May 02, 2017 - Sale 2445

Sale 2445 - Lot 11

Price Realized: $ 43,750
?Final Price Realized includes Buyer’s Premium added to Hammer Price
Estimate: $ 40,000 - $ 60,000
ALBRECHT DÜRER
The Four Horsemen.

Woodcut, 1498. 397x285 mm; 15 5/8x11 1/4 inches, thread margins. A superb, dark and evenly-printed impression from the 1511 Latin text edition with strong contrasts and with the relief from the wood block showing on the verso. From the Apocalypse.

Dürer's Apocalypse is the first book in Western art to be both published and illustrated by a major artist (see also lots 9 and 10). He published three editions of the book, two with Latin text in 1498 and 1511 and a third with German text in 1511. The text, derived from the Book of Revelation or the Revelation to Saint John from the New Testament, was printed by his godfather Anton Koberger, who also produced the well-known Nuremberg Chronicle. According to Bartrum, "Dürer's choice of the Apocalypse theme for the first of his series of religious prints, published just three years after he opened his workshop, must have been determined as much by the approaching half-millennium as by the traditional representation of the subject in 15th century bibles and block-books," (Albrecht Dürer and his Legacy, London, 2002, pages 124-125).

This is Dürer's most iconic woodcut, on par with his three master engravings Knight, Death and the Devil, 1513, St.
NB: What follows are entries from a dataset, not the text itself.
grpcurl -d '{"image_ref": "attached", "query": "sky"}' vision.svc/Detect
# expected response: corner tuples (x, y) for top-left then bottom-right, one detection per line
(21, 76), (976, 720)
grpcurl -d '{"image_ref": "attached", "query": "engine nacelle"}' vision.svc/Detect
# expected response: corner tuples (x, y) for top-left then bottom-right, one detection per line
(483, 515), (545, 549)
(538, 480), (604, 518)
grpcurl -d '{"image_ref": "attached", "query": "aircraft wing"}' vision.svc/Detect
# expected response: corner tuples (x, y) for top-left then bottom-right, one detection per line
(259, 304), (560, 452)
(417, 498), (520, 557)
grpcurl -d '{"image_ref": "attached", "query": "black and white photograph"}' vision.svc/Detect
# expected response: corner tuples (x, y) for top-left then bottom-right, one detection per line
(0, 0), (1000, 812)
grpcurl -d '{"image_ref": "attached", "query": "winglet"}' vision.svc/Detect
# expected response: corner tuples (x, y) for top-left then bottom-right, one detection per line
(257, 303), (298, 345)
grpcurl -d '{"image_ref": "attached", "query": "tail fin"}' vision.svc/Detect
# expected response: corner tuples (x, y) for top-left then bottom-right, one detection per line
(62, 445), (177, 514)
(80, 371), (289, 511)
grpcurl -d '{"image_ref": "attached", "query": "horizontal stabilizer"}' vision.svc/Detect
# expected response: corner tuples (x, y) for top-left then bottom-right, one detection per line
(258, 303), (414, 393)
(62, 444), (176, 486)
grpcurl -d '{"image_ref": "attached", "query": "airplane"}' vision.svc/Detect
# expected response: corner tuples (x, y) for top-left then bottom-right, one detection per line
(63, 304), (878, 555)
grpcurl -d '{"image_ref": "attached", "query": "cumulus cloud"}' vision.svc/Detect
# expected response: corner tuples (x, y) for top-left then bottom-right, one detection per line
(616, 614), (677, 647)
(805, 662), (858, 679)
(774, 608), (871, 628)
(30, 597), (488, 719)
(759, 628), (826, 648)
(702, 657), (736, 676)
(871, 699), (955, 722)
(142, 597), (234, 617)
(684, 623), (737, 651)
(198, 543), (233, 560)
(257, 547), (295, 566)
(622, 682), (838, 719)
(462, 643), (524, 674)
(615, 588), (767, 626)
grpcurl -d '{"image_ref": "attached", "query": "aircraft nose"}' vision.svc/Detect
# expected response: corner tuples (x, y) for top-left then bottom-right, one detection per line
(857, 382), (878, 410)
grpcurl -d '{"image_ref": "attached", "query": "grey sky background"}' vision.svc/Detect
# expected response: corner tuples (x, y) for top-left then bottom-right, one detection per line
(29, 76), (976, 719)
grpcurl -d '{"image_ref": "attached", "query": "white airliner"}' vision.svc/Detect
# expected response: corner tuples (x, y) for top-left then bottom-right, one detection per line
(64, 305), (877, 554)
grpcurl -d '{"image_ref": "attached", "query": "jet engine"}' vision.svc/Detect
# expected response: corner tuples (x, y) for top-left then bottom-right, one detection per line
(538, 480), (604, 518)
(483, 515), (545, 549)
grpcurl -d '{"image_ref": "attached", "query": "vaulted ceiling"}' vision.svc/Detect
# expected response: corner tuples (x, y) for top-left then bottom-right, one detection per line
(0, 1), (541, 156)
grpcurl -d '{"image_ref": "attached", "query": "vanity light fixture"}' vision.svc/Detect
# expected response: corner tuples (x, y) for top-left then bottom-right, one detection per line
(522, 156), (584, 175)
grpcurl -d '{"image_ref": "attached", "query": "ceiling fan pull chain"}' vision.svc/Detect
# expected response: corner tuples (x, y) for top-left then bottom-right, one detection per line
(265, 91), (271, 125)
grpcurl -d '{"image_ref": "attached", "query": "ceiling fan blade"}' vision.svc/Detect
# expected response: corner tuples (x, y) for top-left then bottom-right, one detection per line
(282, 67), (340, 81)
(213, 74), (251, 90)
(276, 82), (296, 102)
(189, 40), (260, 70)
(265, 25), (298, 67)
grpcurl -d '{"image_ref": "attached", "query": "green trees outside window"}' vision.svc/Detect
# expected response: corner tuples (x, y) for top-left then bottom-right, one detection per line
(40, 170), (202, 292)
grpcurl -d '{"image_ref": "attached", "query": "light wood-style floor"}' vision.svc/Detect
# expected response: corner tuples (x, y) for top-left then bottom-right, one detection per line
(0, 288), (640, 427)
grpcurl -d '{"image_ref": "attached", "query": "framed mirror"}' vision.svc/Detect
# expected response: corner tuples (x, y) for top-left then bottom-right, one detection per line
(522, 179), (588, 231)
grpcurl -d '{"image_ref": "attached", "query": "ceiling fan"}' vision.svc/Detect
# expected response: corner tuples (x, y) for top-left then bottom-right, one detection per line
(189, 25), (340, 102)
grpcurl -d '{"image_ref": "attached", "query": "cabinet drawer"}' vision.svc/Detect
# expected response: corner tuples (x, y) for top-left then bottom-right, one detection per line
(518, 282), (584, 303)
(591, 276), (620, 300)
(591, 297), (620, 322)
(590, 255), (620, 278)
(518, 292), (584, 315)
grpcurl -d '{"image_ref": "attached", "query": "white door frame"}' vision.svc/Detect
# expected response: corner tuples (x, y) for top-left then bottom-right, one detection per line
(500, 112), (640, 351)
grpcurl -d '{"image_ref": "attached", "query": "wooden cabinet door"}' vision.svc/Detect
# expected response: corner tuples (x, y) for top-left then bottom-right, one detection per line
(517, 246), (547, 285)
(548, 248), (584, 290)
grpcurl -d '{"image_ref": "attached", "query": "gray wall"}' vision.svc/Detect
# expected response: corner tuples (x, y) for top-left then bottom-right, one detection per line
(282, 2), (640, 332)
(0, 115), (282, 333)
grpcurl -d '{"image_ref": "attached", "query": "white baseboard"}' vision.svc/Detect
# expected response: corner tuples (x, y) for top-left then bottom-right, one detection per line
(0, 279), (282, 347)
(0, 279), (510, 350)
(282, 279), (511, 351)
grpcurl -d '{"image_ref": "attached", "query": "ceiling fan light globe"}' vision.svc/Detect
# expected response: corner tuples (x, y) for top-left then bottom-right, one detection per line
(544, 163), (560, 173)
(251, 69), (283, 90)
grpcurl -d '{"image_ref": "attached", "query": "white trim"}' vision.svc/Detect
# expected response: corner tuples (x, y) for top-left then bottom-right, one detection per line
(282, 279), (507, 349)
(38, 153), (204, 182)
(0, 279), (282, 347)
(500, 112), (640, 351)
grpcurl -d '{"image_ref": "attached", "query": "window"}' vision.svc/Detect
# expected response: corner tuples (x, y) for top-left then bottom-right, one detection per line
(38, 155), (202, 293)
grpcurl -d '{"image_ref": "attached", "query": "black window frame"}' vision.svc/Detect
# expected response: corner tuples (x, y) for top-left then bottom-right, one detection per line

Jerome in his Study, 1514, and Melencolia I, 1514 (see lots 39 and 40). According to Bartrum, this image, "Has remained a central source of inspiration behind innumerable images of war and destruction throughout the history of Western art. The horsemen represent the four apocalyptic riders who appear when the first four seals on the scroll presented by Christ to a lamb with seven horns and seven eyes are broken. The first rider (far right), with a bow and crown is the Conquerer; the second, with a sword, signifies War; the third, with the scales of justice, represents Famine; and the fourth on a 'sickly-pale horse' is Death, closely followed by Hell [represented by the gaping-mouthed beast devouring a Pope lower left]," (pages 306-307). Bartsch 64; Meder 167.